You may recollect that I told you of a clever Punch cartoon of the Lord and the Bull, which I failed to find again. Miss Burnand, half-sister of the caricaturist, has made it out for me, at last. It was by Du Maurier, and is in Punch, March 20, 1880. When you are in easy reach of a collection of Punch's volumes do look at it. It ought really to be utilised somehow, possibly by the Eugenics Education Society. I will suggest it to them. About the bust you suggest-is not a bust rather a "White Elephant "? Eva Biggs and I will talk it over. A small thing that could stand on a chimney piece with other things, seems better.

Thank you for your kind words about my brother, whose cremation took place on Friday, very quietly by his express wish and no mourning to be adopted by his relatives. So I do not write on black-edged paper. It is strange that a living human being should so quickly be reduced to four handfuls of ash, and that scattered over the soil of a garden. The whole thing has rather upset me, as is but natural. Affectionately yours, FRANCIS GALTON.

7, WELL ROAD, HAMPSTEAD. March 7, 1909.

MY DEAR FRANCIS GALTON, I am so glad that at any rate you will consider the possibility of a bust. It has, from my small experience, seemed so sad that this sort of thing should be badly done after a man is dead, when it can be effectively done only when he is alive.
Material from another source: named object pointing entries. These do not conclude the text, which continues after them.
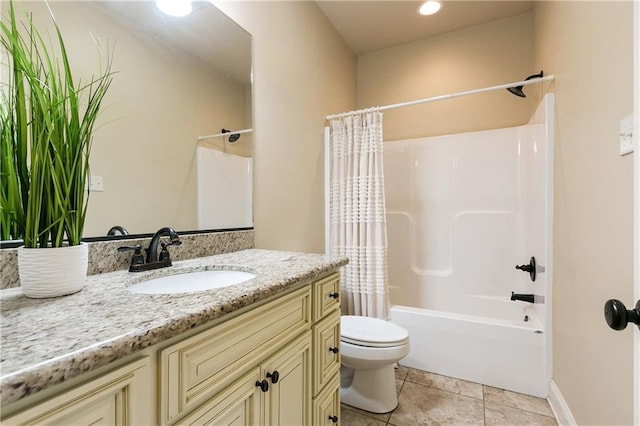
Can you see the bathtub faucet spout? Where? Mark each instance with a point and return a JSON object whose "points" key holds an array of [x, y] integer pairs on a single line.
{"points": [[524, 297]]}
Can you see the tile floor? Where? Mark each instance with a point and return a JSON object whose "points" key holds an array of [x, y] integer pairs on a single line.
{"points": [[430, 399]]}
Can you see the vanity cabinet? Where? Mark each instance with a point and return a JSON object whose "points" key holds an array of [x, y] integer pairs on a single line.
{"points": [[120, 397], [275, 364], [326, 350]]}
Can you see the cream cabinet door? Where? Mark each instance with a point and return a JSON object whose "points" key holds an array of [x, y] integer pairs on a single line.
{"points": [[288, 374], [117, 398], [326, 406], [237, 405]]}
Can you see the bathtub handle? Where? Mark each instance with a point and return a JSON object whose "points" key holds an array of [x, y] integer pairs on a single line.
{"points": [[530, 268]]}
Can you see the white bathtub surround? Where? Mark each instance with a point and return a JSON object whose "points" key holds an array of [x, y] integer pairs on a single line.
{"points": [[357, 212], [464, 211], [560, 407]]}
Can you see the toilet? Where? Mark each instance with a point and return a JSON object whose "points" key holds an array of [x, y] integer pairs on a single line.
{"points": [[369, 349]]}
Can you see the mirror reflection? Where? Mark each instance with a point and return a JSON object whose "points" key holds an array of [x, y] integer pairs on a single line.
{"points": [[177, 79]]}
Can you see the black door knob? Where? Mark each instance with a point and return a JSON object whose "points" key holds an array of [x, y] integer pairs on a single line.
{"points": [[617, 315], [263, 385], [275, 376], [530, 268]]}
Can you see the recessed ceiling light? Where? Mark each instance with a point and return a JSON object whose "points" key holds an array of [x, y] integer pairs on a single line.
{"points": [[174, 7], [430, 7]]}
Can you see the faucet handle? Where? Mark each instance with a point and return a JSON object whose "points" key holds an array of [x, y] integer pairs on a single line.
{"points": [[137, 258], [164, 253]]}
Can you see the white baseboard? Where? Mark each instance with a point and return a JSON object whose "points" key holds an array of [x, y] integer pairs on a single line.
{"points": [[559, 406]]}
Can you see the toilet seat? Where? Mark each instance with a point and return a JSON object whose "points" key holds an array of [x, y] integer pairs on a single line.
{"points": [[371, 332]]}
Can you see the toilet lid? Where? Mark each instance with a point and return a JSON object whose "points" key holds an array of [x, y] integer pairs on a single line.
{"points": [[372, 332]]}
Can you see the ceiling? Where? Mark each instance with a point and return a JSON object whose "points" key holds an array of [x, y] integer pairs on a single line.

Besides this, we have the (to me) all important point that a bust is capable of good reproduction at a moderate cost, if the initial cost be great indeed.

Punch, March 20, 1880, is within 10 feet of me, but we can't open the cupboard because the wall has settled and jammed the doors, and Punch from 1850 onwards is at present inaccessible, until a carpenter is forthcoming. I brought it from my Father's, but the weight was too much for the wall, and the result is as above ! We will put up a copy in the Laboratory.
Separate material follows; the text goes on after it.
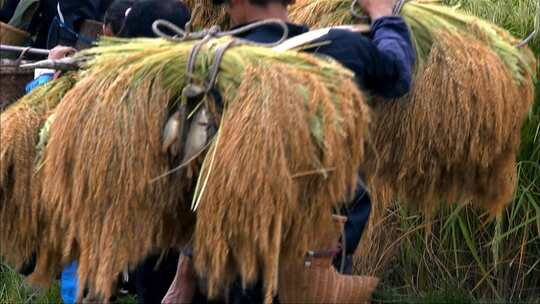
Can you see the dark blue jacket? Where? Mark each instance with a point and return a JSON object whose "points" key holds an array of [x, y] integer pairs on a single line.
{"points": [[383, 65]]}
Now I want to ask you if you remember closely any more Darwins. Horace Darwin has a wen near the right ala of his nose. I had often noticed it and thought nothing of it. Yesterday on my bust of Darwin I noticed that there was a projection in the same position and see it is a wen ! Then I find it also on the 1881 portrait of Darwin. Do you know if it occurs in George, Frank or Leonard, or any of the older generation? It is extraordinary how blind one is at times. I knew Horace's wen quite well and never realised it as a marked inheritance, until my eye caught it on the Montford bust, and I had verified it on Charles Darwin's portraits

As to cremation, both my parents were by their special desire cremated. It seemed to me so far less repulsive than the ordinary earth burial, but the preliminary ordeal was very galling. The law assumes that you have probably poisoned your relative and proceeds to a system of crossquestioning attendants and nurses which may be most painful in the hands of an unsympathetic local officer or magistrate. Affectionately, K. P.
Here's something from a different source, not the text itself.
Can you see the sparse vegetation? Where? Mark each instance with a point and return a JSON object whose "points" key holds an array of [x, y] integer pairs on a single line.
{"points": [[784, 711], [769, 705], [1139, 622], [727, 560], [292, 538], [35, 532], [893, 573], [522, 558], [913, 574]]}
MY DEAR KARL PEARSON, The chill caught motoring sent me fairly to bed, starvation, and doctor (a good one), but I am now in the drawing room again and convalescent. Otherwise I should have written to say how gratified I had been at the account sent me by Heron of the success of your last lecture. That 10°/° of the population are producers of half the next generation shows the possibility of promoting the well-being of the nation by concentrating attention on a comparatively few families. I rejoiced too at the slashing conclusions of the memoir on Hereditary Vision.

About the bust, it seems that the sculptor brother of Charles Furse lives within easy railway distance of here. Eva Biggs is making various inquiries before fixing anything.

Methuen has sent me a substantial cheque (£66) on account of my Memories up to the end of December, and the sale has proceeded since then and is proceeding-which will go towards paying for the bust. There are other funds also, similarly available. I have not been out of the house since I arrived here 9 days ago, but am convalescent now and look forward to seeing soon something of the pretty neighbourhood.

Heron wrote that you looked very fit at the time of your lecture. The overpowering weight of Punch is amusing. Ever affectionately, FRANCIS GALTON.